After the ’63 season, the Knicks bounced from station to station, were off radio entirely one season and then landed at WHN. When he was eventually given the Knicks job in the summer of 1967, Albert ran back to his apartment, closed the door and shouted himself weak. The Knicks were his team!

Fortuitously for Albert, the Knicks’ Walt Frazier and Willis Reed were about to start something magical, and the Garden was about to move to a spanking new building at 33d Street and 8th Avenue.

Because home games were exclusively on cable, then in its infancy and only scantly available, Albert's riveting radio broadcasts became a popular way to follow the Knicks through their championship runs in 1970 and 1973.

When Albert was later hired to do football, first for Army and then for the Giants, Glickman tutored his pupil on the finer points of the game. As Marv’s career blossomed to the national stage as an NBC television announcer covering boxing, the Olympics, the NFL and the NBA, Glickman continued to guide and observe, even in an official capacity as “coach” of NBC’s sports announcers.

Like Red Barber, who hired and groomed a callow Vin Scully in Brooklyn in 1950, Glickman sharpened Albert’s ability to paint graphic descriptions, inflect his voice seamlessly and pause properly for emphasis. 

In their heydays, Glickman and Barber weren’t paid enormously. While Albert and Scully were earning big money, the two progenitors lived fairly modestly in retirement, Glickman in a one-bedroom apartment in Manhattan and Barber in a small, unassuming home in Tallahassee, Fla. 

Had Scully and Albert launched their careers today, against the crowded backdrop of brimming sports voices, their names might well be less distinguishable.

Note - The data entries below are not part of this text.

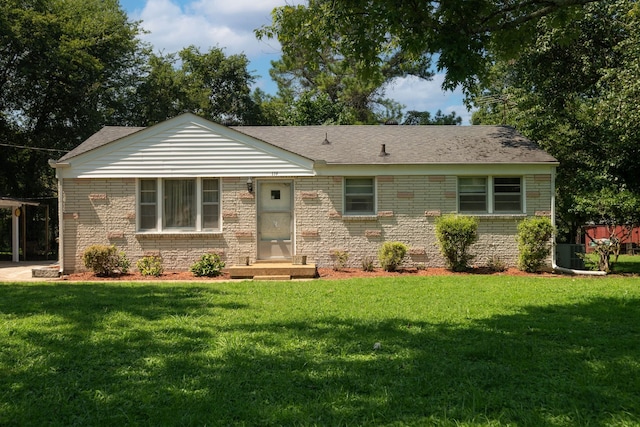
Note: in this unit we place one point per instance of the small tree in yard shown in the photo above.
(534, 243)
(455, 235)
(613, 207)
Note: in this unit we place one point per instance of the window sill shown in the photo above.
(495, 215)
(177, 234)
(371, 217)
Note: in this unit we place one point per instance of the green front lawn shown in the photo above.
(456, 350)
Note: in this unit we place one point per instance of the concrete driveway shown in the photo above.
(22, 271)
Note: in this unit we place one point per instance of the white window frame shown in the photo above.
(159, 208)
(519, 193)
(490, 199)
(374, 200)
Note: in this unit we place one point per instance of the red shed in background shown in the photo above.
(628, 240)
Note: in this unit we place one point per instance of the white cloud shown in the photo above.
(427, 95)
(230, 25)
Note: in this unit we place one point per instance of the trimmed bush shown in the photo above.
(150, 266)
(105, 260)
(391, 255)
(367, 264)
(209, 265)
(534, 243)
(340, 259)
(456, 234)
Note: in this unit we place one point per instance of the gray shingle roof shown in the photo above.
(403, 144)
(362, 144)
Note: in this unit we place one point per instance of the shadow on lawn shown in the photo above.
(162, 355)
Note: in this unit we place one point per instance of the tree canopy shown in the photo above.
(316, 66)
(466, 36)
(576, 91)
(65, 65)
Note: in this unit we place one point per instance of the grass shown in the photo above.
(483, 350)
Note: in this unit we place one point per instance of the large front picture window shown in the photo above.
(359, 196)
(185, 204)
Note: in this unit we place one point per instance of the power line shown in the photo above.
(33, 148)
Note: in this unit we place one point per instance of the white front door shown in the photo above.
(275, 225)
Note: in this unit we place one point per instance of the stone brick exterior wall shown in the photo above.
(103, 211)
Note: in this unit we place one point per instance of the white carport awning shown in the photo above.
(15, 205)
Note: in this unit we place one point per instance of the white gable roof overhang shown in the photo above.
(185, 146)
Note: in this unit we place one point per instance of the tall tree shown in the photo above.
(316, 67)
(576, 91)
(468, 36)
(424, 118)
(210, 84)
(65, 66)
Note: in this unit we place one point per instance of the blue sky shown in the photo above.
(229, 24)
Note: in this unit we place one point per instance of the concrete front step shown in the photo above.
(273, 271)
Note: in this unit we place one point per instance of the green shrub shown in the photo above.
(391, 255)
(496, 265)
(340, 259)
(105, 260)
(534, 243)
(150, 266)
(456, 234)
(367, 264)
(209, 265)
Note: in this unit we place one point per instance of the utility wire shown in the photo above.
(33, 148)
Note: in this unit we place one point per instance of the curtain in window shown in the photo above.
(179, 203)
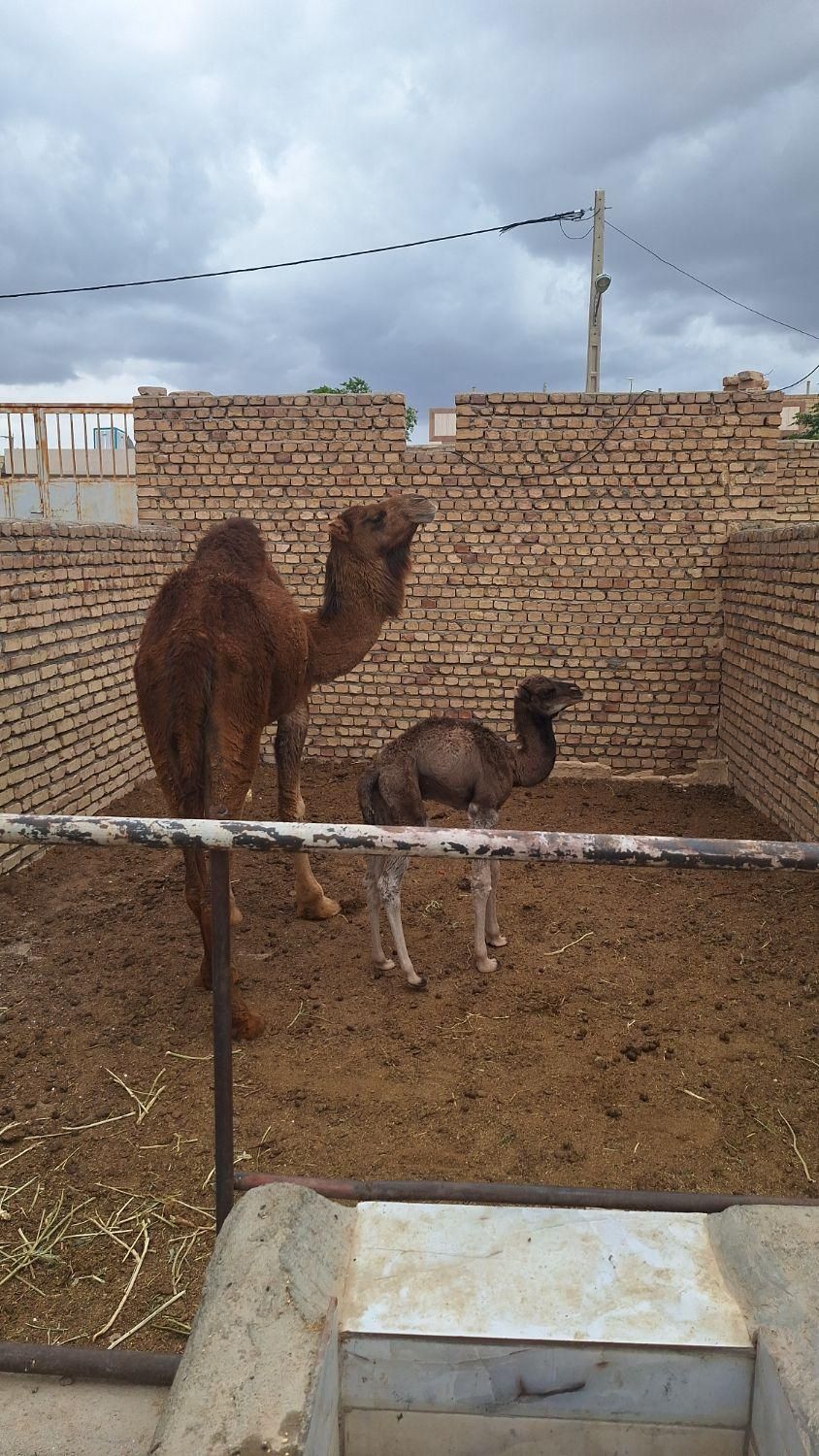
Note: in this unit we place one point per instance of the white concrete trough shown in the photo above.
(429, 1330)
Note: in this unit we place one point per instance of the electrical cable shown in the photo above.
(573, 462)
(710, 285)
(783, 389)
(297, 262)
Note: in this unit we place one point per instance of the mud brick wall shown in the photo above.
(604, 571)
(798, 495)
(770, 690)
(70, 613)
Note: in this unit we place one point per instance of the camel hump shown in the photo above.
(235, 546)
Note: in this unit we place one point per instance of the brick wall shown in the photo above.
(606, 571)
(70, 613)
(798, 495)
(770, 695)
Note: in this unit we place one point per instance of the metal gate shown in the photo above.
(67, 463)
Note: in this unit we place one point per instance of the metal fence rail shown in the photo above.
(650, 850)
(221, 836)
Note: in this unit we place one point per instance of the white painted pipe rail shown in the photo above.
(107, 832)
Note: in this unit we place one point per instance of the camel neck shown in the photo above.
(536, 748)
(338, 643)
(360, 596)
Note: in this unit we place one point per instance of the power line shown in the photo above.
(576, 215)
(574, 238)
(710, 285)
(573, 462)
(784, 387)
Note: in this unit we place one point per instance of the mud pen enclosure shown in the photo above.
(644, 1028)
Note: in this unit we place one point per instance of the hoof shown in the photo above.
(322, 909)
(246, 1025)
(486, 966)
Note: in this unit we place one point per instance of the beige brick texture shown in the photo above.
(770, 690)
(798, 495)
(541, 558)
(70, 613)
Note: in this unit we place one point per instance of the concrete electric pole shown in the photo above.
(598, 285)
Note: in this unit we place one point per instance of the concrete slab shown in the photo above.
(539, 1274)
(770, 1258)
(259, 1357)
(49, 1417)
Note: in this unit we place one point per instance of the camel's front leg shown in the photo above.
(484, 896)
(311, 900)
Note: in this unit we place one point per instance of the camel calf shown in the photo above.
(469, 768)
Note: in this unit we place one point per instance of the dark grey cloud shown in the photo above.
(140, 140)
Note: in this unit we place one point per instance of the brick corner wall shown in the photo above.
(574, 535)
(70, 737)
(770, 683)
(798, 497)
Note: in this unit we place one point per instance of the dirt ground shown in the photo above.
(644, 1028)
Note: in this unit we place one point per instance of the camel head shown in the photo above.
(381, 529)
(547, 696)
(370, 555)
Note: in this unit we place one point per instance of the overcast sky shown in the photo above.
(168, 136)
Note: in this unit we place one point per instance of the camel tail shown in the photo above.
(370, 800)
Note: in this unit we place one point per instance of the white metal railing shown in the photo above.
(67, 463)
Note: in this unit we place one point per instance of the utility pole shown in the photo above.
(600, 282)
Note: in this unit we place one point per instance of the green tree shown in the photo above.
(807, 421)
(358, 386)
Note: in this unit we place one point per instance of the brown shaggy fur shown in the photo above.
(226, 651)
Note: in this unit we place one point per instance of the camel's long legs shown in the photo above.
(484, 894)
(311, 900)
(390, 891)
(375, 868)
(232, 777)
(493, 935)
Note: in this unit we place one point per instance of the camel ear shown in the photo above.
(340, 529)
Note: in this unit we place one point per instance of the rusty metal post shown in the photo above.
(87, 1363)
(41, 445)
(223, 1044)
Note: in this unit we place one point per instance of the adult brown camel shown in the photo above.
(226, 651)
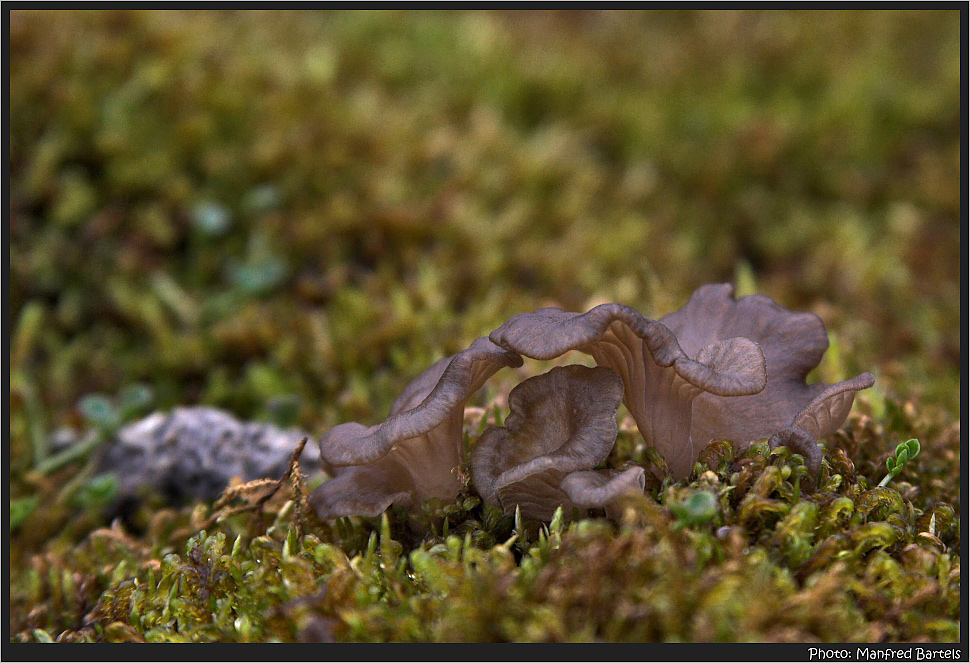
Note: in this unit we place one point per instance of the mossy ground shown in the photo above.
(290, 215)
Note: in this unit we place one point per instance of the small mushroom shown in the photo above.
(793, 345)
(661, 380)
(415, 453)
(561, 425)
(718, 368)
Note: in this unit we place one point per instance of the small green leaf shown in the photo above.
(134, 397)
(99, 411)
(20, 510)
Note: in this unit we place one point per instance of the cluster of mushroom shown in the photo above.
(719, 368)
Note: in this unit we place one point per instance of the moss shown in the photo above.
(289, 215)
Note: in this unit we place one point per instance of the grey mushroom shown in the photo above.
(561, 425)
(718, 368)
(415, 453)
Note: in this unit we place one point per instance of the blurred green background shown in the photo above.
(291, 214)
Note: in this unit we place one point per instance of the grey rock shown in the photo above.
(193, 452)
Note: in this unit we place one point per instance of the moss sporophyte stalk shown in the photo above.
(233, 231)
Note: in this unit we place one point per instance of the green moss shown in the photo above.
(290, 215)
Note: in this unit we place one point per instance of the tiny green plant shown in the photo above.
(905, 452)
(699, 508)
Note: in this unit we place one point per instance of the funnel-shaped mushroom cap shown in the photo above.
(561, 425)
(718, 368)
(793, 344)
(414, 454)
(661, 380)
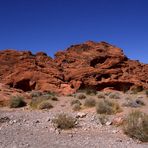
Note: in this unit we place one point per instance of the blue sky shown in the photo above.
(50, 25)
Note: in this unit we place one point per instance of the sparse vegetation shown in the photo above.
(133, 103)
(103, 118)
(36, 93)
(90, 102)
(76, 107)
(53, 98)
(101, 96)
(45, 105)
(136, 126)
(17, 101)
(136, 89)
(107, 107)
(37, 100)
(64, 121)
(146, 92)
(81, 96)
(75, 101)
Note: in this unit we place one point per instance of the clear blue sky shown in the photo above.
(50, 25)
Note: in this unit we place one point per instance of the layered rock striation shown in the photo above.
(88, 65)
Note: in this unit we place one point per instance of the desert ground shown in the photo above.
(29, 127)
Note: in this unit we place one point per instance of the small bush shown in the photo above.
(35, 94)
(81, 96)
(64, 121)
(136, 89)
(90, 102)
(114, 96)
(17, 101)
(75, 102)
(103, 119)
(101, 96)
(136, 126)
(107, 107)
(134, 103)
(146, 92)
(37, 100)
(76, 107)
(53, 98)
(45, 105)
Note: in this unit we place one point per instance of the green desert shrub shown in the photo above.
(136, 126)
(146, 92)
(45, 105)
(64, 121)
(35, 101)
(103, 119)
(75, 101)
(107, 107)
(81, 96)
(101, 96)
(76, 107)
(36, 93)
(90, 102)
(134, 103)
(136, 89)
(17, 101)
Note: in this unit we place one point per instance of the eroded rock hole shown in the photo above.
(98, 60)
(24, 85)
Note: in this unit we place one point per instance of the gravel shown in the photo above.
(34, 129)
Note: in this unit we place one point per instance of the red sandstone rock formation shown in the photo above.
(93, 65)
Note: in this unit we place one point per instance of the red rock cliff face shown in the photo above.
(93, 65)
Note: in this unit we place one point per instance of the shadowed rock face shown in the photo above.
(93, 65)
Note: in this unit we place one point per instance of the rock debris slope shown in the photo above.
(88, 65)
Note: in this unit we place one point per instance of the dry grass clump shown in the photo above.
(45, 105)
(134, 103)
(114, 95)
(136, 126)
(103, 119)
(17, 101)
(81, 96)
(107, 107)
(101, 96)
(90, 102)
(64, 121)
(146, 92)
(76, 107)
(35, 101)
(35, 93)
(136, 89)
(75, 101)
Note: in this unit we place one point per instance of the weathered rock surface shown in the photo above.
(91, 64)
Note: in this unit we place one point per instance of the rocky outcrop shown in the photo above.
(93, 65)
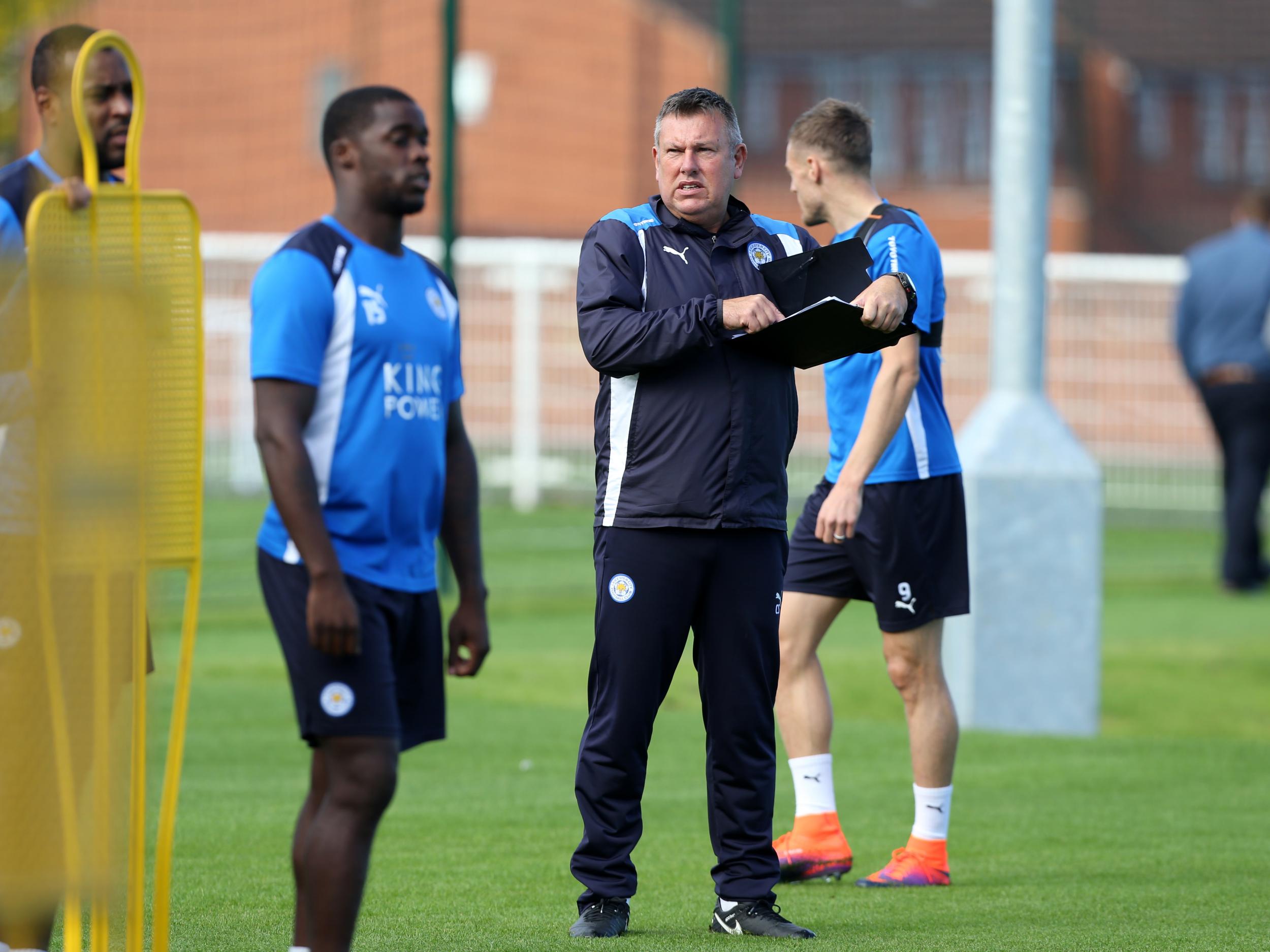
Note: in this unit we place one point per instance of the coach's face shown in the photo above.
(696, 167)
(806, 169)
(393, 158)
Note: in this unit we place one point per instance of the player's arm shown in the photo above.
(888, 402)
(900, 249)
(619, 337)
(293, 311)
(460, 532)
(282, 409)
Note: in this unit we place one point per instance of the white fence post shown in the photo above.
(526, 390)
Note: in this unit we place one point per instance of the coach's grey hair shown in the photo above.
(694, 102)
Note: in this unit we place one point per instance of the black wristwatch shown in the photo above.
(910, 291)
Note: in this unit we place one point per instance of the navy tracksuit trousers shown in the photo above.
(652, 585)
(1241, 417)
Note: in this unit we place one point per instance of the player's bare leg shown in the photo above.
(916, 668)
(803, 697)
(336, 852)
(816, 847)
(316, 791)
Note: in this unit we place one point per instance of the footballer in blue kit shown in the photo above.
(356, 367)
(887, 524)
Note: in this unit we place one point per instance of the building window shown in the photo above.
(978, 136)
(1155, 135)
(1256, 136)
(1213, 130)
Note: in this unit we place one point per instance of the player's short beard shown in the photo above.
(816, 216)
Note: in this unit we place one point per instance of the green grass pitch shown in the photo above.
(1152, 837)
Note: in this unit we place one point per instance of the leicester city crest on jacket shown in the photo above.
(758, 253)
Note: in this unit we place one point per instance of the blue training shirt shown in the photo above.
(923, 446)
(377, 336)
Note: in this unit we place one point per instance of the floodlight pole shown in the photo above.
(449, 134)
(1028, 659)
(1023, 101)
(449, 187)
(728, 14)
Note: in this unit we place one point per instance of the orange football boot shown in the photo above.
(814, 849)
(924, 862)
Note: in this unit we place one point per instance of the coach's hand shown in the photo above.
(469, 630)
(750, 314)
(334, 628)
(884, 304)
(840, 512)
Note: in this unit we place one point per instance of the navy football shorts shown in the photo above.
(395, 688)
(907, 556)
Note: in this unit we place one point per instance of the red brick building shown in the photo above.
(1162, 108)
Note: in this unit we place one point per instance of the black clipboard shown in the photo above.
(813, 290)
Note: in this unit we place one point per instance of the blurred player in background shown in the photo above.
(57, 163)
(1223, 337)
(356, 361)
(887, 524)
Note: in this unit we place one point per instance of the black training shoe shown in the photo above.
(602, 920)
(757, 918)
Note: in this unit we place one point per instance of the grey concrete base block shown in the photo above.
(1028, 658)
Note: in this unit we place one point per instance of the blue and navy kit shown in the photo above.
(377, 336)
(690, 432)
(923, 447)
(21, 183)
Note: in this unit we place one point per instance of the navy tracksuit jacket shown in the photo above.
(692, 437)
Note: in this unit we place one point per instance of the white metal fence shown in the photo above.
(1110, 370)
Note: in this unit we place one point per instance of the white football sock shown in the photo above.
(813, 785)
(931, 811)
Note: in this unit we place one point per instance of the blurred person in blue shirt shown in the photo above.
(27, 918)
(1223, 337)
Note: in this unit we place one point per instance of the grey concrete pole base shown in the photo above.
(1028, 656)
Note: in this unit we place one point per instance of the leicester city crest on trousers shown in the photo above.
(621, 588)
(760, 253)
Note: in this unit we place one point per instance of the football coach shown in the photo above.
(692, 437)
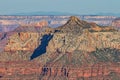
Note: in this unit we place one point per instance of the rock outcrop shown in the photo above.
(116, 23)
(76, 50)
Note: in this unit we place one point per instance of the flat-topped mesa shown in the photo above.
(74, 25)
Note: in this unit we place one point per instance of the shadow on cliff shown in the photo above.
(41, 49)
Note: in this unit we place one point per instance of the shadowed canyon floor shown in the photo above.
(77, 50)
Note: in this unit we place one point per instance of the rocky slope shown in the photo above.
(77, 50)
(116, 23)
(9, 23)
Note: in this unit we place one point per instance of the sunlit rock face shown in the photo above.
(76, 50)
(116, 23)
(9, 23)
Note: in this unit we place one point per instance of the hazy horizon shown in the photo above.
(75, 7)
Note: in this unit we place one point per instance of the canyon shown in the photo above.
(76, 50)
(9, 23)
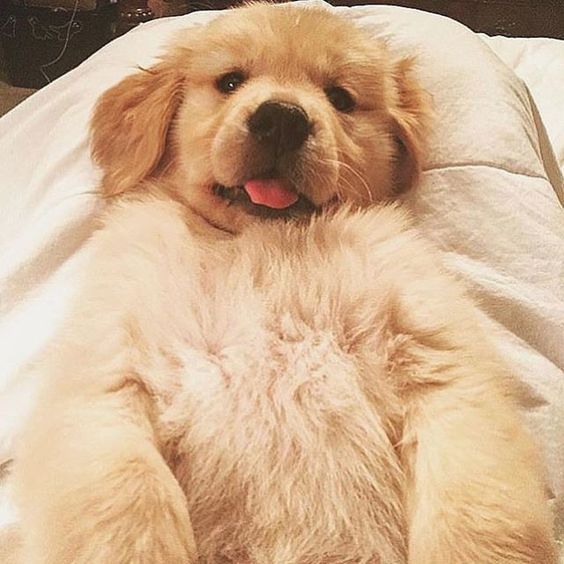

By excelling during simpler times when there were fewer broadcasters overall, the two talented play-by-play men grew into legends. 

When Albert ran into trouble for a sexual misdemeanor in 1997 and lost his jobs at NBC and Madison Square Garden, Glickman was his sounding board, counselor and advisor, encouraging his disciple during his year or so of purgatory.

Albert’s career rose from the ashes in a relative economy of time. He was rehired by the Garden and signed by TNT. After Glickman’s death in 2001, Albert was asked do NFL games again, this time on national radio. Accepting the assignment but somewhat concerned that he hadn’t done football on radio in years, Albert asked his producer for a tape of Glickman's old Giants broadcasts. Even in death, the teacher was there. Marv knew to refresh his skills by listening to the master. 

Bonds die hard. Somewhere in broadcast heaven, Glickman is celebrating the golden anniversary of his star protégé’s first appearance on the public stage.